Distal colon histology of recipient mice after colonization (Experiment 1). (A) Representative hemotoxylin and eosin (H&E) stains (20x) of distal colons from i) R-CON and ii) R-EX after 5 weeks of colonization. Open arrows indicate areas of goblet cell (GC) depletion in R-CON vs R-EX mice. Closed arrows indicate areas of inflammatory cell infiltrate. (B) Histological scoring of distal colons from recipient mice after 5 weeks of colonization: i) inflammatory cell infiltration (range 0–4), ii) GC mucus depletion (range 0–4) and, iii) overall histology score (range 0–16); includes aggregate scores of inflammatory cell infiltration, GC mucus depletion, destruction of architecture and crypt abscesses (ranges 0–4; not significant, data not shown). *denotes significant difference at p < 0.05.

Figure 5.

Body weight and cecal SCFA profiles of recipient mice after colonization (Experiment 1). (A) Body weight after 5 weeks of colonization in recipient mice.(B-D) Short chain fatty acid concentrations (μmole/gram) of cecal content dry matter. (E) Relative gene abundance (per 16S rRNA) of the butyrate producing enzyme butyryl CoA: acetate CoA transferase (BCoAT) in the feces of recipient mice.(F) Ratio of [Butyrate]: [Acetate] strongly correlates to body weight. (G) Pathway schematic of acetate to butyrate conversion through BCoAT. *p < 0.05

Figure 6.

Gut microbiome β-diversity in recipient mice after colonization and an acute, DSS-colitis insult (Experiment 2).
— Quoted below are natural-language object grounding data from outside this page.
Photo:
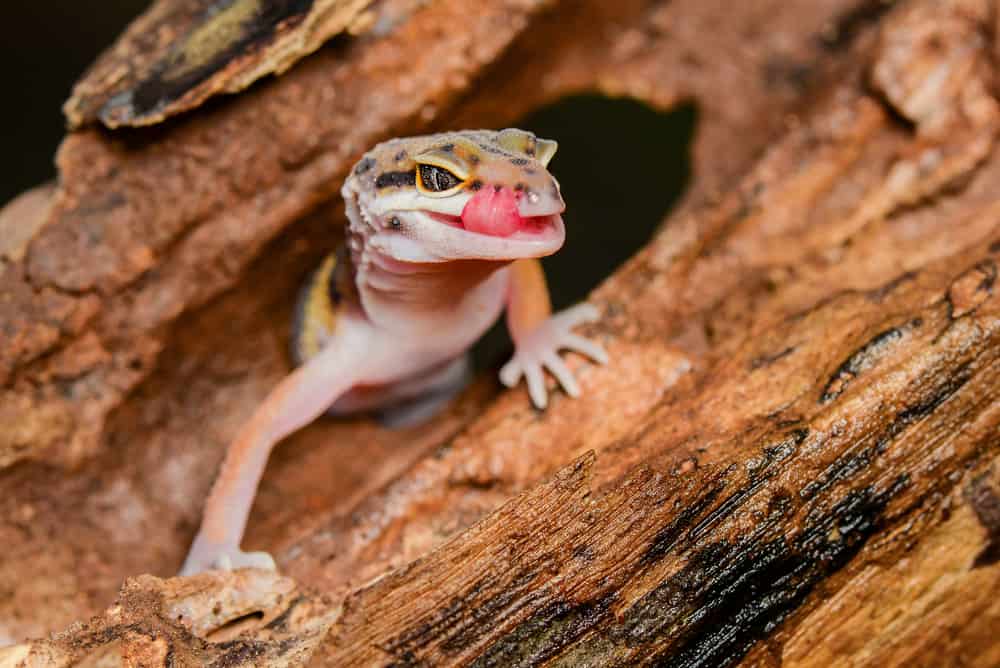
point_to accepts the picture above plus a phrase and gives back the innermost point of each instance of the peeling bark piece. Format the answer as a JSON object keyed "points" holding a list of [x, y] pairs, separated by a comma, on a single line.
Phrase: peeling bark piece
{"points": [[241, 618], [201, 48]]}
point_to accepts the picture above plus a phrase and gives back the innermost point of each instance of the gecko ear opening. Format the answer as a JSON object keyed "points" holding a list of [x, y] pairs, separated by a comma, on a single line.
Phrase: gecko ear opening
{"points": [[544, 150]]}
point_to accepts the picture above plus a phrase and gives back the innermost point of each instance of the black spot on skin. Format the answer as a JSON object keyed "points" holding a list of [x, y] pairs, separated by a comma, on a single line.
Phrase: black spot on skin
{"points": [[396, 179]]}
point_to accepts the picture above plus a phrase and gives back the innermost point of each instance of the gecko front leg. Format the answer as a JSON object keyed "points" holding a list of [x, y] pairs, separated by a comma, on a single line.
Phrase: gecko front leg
{"points": [[539, 336], [347, 359]]}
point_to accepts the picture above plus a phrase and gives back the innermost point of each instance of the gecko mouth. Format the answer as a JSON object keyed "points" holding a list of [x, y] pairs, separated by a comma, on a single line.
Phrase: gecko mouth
{"points": [[528, 228], [446, 237]]}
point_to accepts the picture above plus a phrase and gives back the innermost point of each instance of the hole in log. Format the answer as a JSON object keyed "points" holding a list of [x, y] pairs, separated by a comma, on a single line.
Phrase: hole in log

Transfer of cecal contents from EX or CON donor groups led to differences in community structure of the fecal microbiota (Unweighted UniFrac) in recipient, gnotobiotic mice after acute DSS colitis insult; dark blue circles = Recipient-Exercise-DSS, pink circles = Recipient-Control-DSS. PERMANOVA, p < 0.01.

Figure 7.

DSS-induced clinical symptoms in recipient mice (Experiment 2). (A) Percent (%) body weight change, (B) percent (%) diarrhea incidence, and (C) percent (%) rectal bleeding incidence of recipient mice during eight days of acute colitis insult. (D) Colon lengths of recipient mice after sacrifice on Day 8 of colitis insult. *denotes significant difference at p < 0.05.

Figure 8.

Distal colon gene expression in DSS-treated recipient mice (Experiment 2). Colonic gene expression of (A) pro-inflammatory and (B) anti-inflammatory cytokines in recipient mice that received 5 days of DSS (2%) followed by 3 days of H₂O after a 4 week colonization period. *denotes significant difference at p < 0.05.

Figure 9.

Distal colon histology in DSS-treated recipient mice (Experiment 2). (A) Representative H&E stains of distal colons from i) R-CON-DSS (20x) and ii) R-EX-DSS (20x) after 4 weeks of colonization followed by DSS colitis insult. Open arrows indicate areas of goblet cell depletion. Closed arrows indicate areas of inflammatory cell infiltrate. (B) Histological scoring of distal colons: i) inflammatory cell infiltration (range 0–4), ii) GC mucus depletion (range 0–4), and iii) overall histology score (range 0–16); includes aggregate scores of inflammatory cell infiltration, GC mucus depletion, destruction of architecture and crypt abscesses (ranges 0–4; not significant, data not shown). *denotes significant difference at p < 0.05.